The “hotelisation” of office space will continue, with workplaces importing some home comforts. This might mean more relaxed dress codes, but also real planting and soft furnishings to make spaces cosier while helping to subtly create distance between people.
Jamieson says in the past landlords would leave their office space empty until a new tenant came knocking at the door and then negotiate a fitout. That space is now remaining empty.
The better landlords are proactively refurbishing their office space so tenants have the choice of moving out of the city to better grade premises.
Lease terms have also changed and smaller tenants can negotiate a short three-year term for peace of mind while more corporate-style tenants will negotiate a longer-term lease so they have a secure base.
The standard incentives are contributions to a tenant’s fitout or an entire fit out and a rent-free period of one month. Some landlords are offering two and three-month rent-free periods and the occasional one is offering a fiveyear lease with five months’ rent free.
Rents vary for each suburb but for new premises in Parnell they are about $450m2 + operating expenses + parking costs. Rents for older premises are about $350m2 + GST + operating expenses + parking costs. “There is more demand than supply in the $200-$500m2 rent bracket,” says Jamieson.
Colliers research director Chris Dibble says of the CBD’s 1.477 million m2 of office stock about 20% is small offices and in the fringe/metropolitan market of 1.738 million m2 about 25% is made up of small offices.
In the CBD office market, Mackenzie says landlords in high rises would, until recently, only rent floors as a whole to bigger tenants but they are now splitting floorplates into smaller tenancies, while charging the floorplate rent on a pro-rata basis.

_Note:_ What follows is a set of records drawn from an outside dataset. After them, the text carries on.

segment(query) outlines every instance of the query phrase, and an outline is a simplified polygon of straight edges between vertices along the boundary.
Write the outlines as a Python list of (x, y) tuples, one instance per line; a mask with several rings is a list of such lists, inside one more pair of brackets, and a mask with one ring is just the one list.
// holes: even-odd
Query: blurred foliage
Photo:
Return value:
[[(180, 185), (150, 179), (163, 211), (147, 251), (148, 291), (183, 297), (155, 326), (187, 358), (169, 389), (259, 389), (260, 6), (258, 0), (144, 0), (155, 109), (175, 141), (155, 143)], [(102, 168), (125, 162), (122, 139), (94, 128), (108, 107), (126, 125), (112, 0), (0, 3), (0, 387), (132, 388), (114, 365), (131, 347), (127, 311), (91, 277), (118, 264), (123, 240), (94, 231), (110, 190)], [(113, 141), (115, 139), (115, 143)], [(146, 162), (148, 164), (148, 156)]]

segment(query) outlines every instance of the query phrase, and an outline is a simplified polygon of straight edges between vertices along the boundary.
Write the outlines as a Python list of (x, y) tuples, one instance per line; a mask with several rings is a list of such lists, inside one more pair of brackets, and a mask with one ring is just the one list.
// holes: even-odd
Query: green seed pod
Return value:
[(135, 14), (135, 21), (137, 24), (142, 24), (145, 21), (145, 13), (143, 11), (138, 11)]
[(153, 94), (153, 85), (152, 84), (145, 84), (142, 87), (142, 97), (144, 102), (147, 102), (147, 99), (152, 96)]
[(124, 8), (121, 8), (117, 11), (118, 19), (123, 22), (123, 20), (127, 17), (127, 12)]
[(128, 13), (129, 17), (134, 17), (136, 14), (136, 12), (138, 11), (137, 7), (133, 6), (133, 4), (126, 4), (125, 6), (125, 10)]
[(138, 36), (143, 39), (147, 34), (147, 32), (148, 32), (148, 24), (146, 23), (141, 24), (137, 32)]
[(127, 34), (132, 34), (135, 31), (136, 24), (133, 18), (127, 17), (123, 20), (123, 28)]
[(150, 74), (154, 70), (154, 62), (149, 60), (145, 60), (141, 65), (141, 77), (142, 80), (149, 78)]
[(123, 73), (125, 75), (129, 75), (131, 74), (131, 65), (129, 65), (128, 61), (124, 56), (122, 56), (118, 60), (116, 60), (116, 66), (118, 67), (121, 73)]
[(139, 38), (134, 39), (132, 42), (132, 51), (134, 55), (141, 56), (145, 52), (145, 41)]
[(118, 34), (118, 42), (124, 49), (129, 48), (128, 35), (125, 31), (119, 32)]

“The biggest trend, and about the only incentive going, is landlords providing a fitout for tenants in smaller offices, so they can walk straight in and start work.
“They can see the fitout upfront and don’t have the hassle of costs blowing out.”
Rents for small CBD offices have been rising steadily over the past 18 months. Face rents are between $700-$1,000m2 gross for fitted out premises. Mackenzie says finding tenants for smaller offices has not been difficult, although CBD vacancy levels are rising.
“Some of the bigger landlords have trialled a floor or two in their buildings and are now rolling the concept out across their portfolios. These offices are appealing to tech, law, recruitment and professional services firms.”